Jalan Menikung Dalam Mencari Kebenaran - LPM Pena Kampus

Goresan Penamu Runtuhkan Tirani

Breaking

Kamis, 17 Oktober 2013

Jalan Menikung Dalam Mencari Kebenaran

Judul buku : The end of modernity: Nihilisme dan Hermeneutika dalam Budaya Posmodern
Penulis : Gianni Vattimo
Penerbit : Sadasiva Yogyakarta; 2003
Tebal : viii + 285 halaman


Tuhan telah mati tapi manusia tidak melakukannya sendiri. Sepertinya ini hanya sepotong lelucon tapi ia pun memiliki arti yang lebih dari itu karena ini sekaligus mengandung perbedaan antara ateisme kontemporer dan ateisme klasik.

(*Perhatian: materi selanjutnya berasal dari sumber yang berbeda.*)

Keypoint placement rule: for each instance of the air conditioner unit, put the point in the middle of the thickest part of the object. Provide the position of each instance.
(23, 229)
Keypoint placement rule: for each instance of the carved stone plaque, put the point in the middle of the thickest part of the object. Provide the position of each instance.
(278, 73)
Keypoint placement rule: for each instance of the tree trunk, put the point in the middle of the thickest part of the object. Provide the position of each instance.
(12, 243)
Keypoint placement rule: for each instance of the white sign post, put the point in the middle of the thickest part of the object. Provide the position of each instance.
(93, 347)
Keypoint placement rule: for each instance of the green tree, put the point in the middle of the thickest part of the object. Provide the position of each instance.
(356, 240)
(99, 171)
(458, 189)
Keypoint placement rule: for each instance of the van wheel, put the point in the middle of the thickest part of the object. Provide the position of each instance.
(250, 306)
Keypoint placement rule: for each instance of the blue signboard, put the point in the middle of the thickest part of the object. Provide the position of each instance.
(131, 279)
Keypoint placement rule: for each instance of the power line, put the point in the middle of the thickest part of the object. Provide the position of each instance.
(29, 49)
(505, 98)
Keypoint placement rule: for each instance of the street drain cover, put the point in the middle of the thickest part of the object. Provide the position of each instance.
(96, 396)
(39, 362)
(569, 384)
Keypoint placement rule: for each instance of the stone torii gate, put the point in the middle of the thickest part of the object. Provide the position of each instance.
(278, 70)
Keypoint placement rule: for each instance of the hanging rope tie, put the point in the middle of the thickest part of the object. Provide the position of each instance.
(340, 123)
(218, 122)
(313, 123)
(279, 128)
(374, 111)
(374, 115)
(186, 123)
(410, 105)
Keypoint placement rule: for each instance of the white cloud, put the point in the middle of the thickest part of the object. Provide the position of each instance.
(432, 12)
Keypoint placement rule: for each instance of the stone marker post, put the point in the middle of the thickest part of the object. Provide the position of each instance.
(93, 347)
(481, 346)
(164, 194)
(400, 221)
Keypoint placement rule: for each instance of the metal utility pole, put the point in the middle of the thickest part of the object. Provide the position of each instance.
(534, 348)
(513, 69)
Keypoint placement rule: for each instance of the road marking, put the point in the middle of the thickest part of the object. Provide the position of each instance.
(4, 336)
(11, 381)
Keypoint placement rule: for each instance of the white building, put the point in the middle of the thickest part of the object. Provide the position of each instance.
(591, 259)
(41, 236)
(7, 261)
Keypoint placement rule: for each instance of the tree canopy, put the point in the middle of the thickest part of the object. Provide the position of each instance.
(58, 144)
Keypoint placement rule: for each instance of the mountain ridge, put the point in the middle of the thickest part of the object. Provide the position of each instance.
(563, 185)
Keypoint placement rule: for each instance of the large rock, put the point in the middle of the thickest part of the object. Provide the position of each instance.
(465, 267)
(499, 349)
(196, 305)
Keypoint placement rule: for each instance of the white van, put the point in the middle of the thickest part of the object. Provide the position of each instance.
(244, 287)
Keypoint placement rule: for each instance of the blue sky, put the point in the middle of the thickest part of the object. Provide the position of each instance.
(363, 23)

Perbedaan semacam ini justru terdapat pada fakta makroskopik bahwa penafian Tuhan atau perwujudan kematiannya sekarang ini tidak dapat mengantarkan pada penyesuaian ulang manusia terhadap hakikat dirinya yang terasing melalui pemujaan Tuhan.

Cerita duka kematian Tuhan ini mengemuka seiring waktu dengan rasa frustasi yang dimiliki masunusia atas janji-janji manis yang dikomandangkan filsafat modern sebagai sandaran kebahagiaan dengan berbagai tawaran-tawaran kemajuan dalam ilmu pengetahuan. Di samping itu, filsafat modern dituding menebarkan dusta bahwa rumah Ada (kebenaran absolut) bisa diakses oleh siapa saja sepanjang ia mau menggunakan rasionya dengan benar, dengan melawati prosedur-prosedur ilmiah.

Atas janji-janji filsafat modern itu, alih-alih membawa nalar manusia berjumpa dengan Tuhan yang transenden itu, malahan membawa malapetaka bagi umat manusia disebabkan peperangan, penaklukan, penindasan, dan lain-lain, disebabkan oleh hasrat penguasaan subjek atas objek. Oleh sebab itu, manusia perlu mengubah cara pandangnya selama ini, kebenaran ternyata tidak terletak pada kelihaian menggunakan akal dengan prosedur yang benar; kebenaran mesti dipertanyakan ulang. Momen titik balik tatkala manusia tak mampu bercumbu dengan Tuhan dan mengembalikan tampuk penguasa jagad raya pada kekuasaan subyek manusia inilah yang disebut-sebut kemudian dengan akhir sejarah. Itulah barangkali yang menyebabkan Vattimo mengisahkan risalah filsafat ini dalam bukunya yang berudul The End of Modernity. Orang-orang kemudian menyebutnya sebagai era posmodern.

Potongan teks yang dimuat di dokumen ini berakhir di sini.